The authors of that study, "Communication of COVID-19 Misinformation on Social Media by Physicians in the US," might need to double-check their own grasp of the facts, however. Several statements they describe as examples of misinformation are debatable, and one big claim cannot possibly be described as misinformation at all: the lab leak theory.

Statements counted as misinformation included the notion that "the virus originated in a laboratory in China." The authors, as if anticipating strenuous objection to this, weakly insist that the lab leak theory "contradicted scientific evidence at the time." But this gets to the very root of the problem: There was no smoking gun indicating either a natural origin or a lab leak, and yet a group of scientific experts released a paper—at the behest of federal health czars Anthony Fauci and Francis Collins—that explicitly ruled out a lab leak despite their own private concerns that this was a perfectly compelling explanation. Scientists who publicly leaned toward the lab leak theory—like Alina Chan, of MIT and Harvard—were condemned.

The lab leak theory did not "contradict scientific evidence at the time." The evidence was ambiguous, and some scientists preferred the lab leak while others preferred natural origin.
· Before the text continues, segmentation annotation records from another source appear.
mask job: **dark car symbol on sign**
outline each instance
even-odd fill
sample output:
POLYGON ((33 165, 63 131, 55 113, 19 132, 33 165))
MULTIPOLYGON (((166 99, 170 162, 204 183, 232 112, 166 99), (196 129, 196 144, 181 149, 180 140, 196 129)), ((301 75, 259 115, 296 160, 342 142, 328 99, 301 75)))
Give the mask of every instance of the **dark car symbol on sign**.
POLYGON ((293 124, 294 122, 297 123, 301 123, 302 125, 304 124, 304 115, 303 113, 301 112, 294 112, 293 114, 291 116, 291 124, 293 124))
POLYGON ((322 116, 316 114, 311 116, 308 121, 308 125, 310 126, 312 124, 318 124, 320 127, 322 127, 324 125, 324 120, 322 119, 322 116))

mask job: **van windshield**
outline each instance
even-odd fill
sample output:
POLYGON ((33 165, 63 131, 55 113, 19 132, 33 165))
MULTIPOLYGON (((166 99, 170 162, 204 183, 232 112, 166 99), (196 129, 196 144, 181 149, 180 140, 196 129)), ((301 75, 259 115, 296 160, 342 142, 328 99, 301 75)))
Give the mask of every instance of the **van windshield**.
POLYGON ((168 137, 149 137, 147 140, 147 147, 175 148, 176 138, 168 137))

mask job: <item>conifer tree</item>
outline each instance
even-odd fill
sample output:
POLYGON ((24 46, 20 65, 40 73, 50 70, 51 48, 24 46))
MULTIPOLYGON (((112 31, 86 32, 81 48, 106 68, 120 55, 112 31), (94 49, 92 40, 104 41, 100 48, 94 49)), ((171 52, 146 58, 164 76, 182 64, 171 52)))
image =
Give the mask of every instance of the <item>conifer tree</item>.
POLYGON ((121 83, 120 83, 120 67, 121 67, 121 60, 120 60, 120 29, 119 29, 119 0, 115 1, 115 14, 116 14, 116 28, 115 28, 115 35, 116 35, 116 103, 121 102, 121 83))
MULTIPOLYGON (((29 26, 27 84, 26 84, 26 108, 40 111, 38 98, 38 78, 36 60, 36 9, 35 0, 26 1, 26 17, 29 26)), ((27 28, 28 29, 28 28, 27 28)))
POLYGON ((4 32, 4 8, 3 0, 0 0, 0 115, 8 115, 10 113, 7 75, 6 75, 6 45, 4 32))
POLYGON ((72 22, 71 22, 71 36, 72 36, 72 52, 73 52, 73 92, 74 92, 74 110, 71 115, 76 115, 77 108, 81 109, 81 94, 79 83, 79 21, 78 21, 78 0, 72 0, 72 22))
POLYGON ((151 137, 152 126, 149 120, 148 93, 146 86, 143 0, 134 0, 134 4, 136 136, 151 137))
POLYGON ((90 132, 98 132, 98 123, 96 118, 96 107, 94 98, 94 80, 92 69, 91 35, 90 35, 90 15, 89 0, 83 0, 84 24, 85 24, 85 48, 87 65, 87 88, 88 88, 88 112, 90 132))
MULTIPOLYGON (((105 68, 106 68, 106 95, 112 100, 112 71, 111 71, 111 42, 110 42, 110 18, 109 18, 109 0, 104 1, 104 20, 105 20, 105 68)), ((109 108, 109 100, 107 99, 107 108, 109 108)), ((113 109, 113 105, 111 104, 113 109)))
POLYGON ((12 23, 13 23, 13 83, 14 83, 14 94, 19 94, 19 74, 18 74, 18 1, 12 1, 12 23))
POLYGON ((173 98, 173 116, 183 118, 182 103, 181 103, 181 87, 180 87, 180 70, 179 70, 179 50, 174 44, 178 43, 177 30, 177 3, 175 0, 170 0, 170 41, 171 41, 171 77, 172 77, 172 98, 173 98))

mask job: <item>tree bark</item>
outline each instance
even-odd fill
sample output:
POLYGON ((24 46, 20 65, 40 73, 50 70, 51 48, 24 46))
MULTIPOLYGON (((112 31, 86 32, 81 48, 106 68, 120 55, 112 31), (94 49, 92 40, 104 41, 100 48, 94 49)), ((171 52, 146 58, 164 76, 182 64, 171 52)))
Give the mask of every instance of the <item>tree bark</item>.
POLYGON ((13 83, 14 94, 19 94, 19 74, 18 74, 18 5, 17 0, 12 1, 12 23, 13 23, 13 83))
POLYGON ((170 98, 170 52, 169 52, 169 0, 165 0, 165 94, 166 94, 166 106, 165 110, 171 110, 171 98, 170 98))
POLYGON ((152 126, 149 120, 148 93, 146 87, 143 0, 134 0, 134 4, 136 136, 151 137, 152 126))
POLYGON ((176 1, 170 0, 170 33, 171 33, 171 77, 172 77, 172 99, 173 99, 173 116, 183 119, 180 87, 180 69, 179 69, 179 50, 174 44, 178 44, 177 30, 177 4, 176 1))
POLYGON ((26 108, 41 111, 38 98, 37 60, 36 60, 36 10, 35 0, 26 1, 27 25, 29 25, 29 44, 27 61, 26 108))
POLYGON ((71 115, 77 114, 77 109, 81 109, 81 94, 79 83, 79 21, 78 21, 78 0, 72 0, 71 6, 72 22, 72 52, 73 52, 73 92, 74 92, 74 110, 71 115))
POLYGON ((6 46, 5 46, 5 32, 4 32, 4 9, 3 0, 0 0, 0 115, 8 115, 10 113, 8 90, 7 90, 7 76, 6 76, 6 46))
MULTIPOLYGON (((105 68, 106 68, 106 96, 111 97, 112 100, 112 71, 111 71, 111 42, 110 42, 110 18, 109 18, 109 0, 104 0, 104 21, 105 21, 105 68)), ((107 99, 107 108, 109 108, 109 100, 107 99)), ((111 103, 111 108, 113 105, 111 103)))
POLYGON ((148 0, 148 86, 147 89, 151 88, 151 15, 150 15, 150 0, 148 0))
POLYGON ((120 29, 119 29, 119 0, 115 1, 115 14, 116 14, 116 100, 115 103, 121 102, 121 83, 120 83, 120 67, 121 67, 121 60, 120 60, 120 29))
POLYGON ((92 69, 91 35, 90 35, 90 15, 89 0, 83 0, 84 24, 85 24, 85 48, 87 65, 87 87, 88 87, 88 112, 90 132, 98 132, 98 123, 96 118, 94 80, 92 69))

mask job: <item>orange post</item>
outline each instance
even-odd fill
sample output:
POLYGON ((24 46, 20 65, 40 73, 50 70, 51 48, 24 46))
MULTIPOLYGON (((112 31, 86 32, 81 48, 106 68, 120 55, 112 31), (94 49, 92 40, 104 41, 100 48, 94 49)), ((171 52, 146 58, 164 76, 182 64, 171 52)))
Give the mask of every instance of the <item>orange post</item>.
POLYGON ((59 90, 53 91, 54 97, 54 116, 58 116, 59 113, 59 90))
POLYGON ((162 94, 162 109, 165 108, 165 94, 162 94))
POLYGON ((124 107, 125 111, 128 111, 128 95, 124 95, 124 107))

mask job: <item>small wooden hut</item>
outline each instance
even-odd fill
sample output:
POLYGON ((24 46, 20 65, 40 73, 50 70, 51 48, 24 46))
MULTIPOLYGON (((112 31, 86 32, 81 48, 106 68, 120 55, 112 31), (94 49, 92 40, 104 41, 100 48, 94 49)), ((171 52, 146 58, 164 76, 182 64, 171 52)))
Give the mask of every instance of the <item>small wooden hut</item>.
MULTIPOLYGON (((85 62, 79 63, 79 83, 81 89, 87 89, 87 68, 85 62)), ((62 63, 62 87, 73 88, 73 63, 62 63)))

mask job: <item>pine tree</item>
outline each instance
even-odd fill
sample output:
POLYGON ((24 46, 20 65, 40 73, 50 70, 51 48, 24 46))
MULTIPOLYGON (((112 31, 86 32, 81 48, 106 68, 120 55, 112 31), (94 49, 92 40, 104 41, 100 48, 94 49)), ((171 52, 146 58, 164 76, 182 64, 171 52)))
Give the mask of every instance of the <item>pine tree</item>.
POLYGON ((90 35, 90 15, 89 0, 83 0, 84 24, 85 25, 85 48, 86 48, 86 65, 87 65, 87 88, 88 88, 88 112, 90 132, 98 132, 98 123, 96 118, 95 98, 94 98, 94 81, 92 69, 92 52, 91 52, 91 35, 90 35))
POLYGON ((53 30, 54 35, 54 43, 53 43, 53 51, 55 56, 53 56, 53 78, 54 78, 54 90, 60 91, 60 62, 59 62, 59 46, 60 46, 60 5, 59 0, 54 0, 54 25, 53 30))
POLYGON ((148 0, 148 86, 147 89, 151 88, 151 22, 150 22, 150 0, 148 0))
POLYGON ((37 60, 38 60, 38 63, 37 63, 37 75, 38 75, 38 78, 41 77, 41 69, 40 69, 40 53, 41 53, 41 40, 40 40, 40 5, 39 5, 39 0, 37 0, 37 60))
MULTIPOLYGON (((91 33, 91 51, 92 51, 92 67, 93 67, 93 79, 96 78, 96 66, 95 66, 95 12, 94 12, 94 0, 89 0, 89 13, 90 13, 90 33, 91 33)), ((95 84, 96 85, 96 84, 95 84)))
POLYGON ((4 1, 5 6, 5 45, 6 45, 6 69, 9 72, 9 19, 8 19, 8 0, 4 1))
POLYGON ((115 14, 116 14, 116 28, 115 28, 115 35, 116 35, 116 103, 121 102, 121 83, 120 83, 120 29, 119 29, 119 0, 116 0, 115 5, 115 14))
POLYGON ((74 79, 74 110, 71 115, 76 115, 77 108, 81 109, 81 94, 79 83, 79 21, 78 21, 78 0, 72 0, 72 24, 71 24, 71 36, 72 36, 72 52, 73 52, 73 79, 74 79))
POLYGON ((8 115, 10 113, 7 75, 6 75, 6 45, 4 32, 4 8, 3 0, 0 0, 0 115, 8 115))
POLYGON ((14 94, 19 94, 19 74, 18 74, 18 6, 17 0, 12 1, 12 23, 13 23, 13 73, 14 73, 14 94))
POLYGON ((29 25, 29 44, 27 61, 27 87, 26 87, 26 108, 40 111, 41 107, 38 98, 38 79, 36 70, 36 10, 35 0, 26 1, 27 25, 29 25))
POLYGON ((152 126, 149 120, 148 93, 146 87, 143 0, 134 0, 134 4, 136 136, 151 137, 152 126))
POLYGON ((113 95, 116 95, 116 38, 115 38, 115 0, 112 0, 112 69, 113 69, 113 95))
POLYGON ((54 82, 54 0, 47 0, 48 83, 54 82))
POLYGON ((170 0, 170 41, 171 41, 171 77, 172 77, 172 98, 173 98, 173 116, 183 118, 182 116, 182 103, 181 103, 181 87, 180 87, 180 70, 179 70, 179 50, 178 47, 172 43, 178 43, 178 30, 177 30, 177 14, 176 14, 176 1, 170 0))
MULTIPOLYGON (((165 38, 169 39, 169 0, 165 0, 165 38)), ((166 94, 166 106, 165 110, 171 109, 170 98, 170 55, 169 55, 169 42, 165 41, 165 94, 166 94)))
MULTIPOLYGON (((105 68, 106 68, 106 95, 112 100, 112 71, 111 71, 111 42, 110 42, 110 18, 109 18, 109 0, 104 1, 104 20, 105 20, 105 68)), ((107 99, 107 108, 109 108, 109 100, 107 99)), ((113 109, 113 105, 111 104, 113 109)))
In any case, a scientific study released in August 2023 has no excuse for continuing to promote the fiction that the lab leak theory is misinformation. The theory is now endorsed by both the U.S. Department of Energy and the FBI. The Wall Street Journal has confirmed key reporting that would make the lab leak all but certain—namely, that the first people to contract COVID-19 were scientists working at the Wuhan Institute of Virology.

So-called experts who purport to chronicle and correct the category of speech now known as misinformation have proven themselves more than capable of error, which calls into question their entire project. (The authors have not responded to Reason's request for comment.)

Falsely describing the lab leak theory as misinformation is not the paper's only sin, of course. The authors also make dubious claims about masks and mandates. They cite "allegations of consequences of mask wearing included medical and social or developmental effects, all of which were unfounded."

"Many physicians focused on negative consequences related to children and mask mandates in schools, claiming that masks interfered with social development despite lack of evidence," wrote the authors.

It's simply untrue that masking children has no negative consequences whatsoever for their development. As Brown University's Emily Oster noted, "There is direct evidence that masks make it difficult to hear the speaker, and that this may be exacerbated for kids in loud classrooms."

"It stands to some logic that if you are trying to teach a young child to read—or, really, do anything—it is valuable for them to be able to hear you," she wrote for Slate. "And social interactions are better if kids can hear each other and be heard by teachers. Putting all this together, it is reasonable to think that some aspects of learning or social skills may be impacted by masks, and indeed others have argued this."

The paper also takes issue with the claim that mask mandates were ineffective at stopping the spread of COVID-19, even though some studies did in fact cast doubt on whether mandates—if not the masks themselves—were doing any good.

Lastly, the authors explicitly denounce as a conspiracy theory the idea that health officials "censored information that challenged government messaging." Yet the Facebook Files and the Twitter Files have documented the ways in which the federal government pressured social media companies to do precisely that.

Understanding how false information spreads on social media is a worthwhile project, but the authors of this paper don't seem to understand that there are legitimate disagreements on a whole host of policy issues related to COVID-19. The science is not settled; it never is. Those who would seek to police misinformation should first define it accurately, or else they are committing the very same mistake they seek to correct.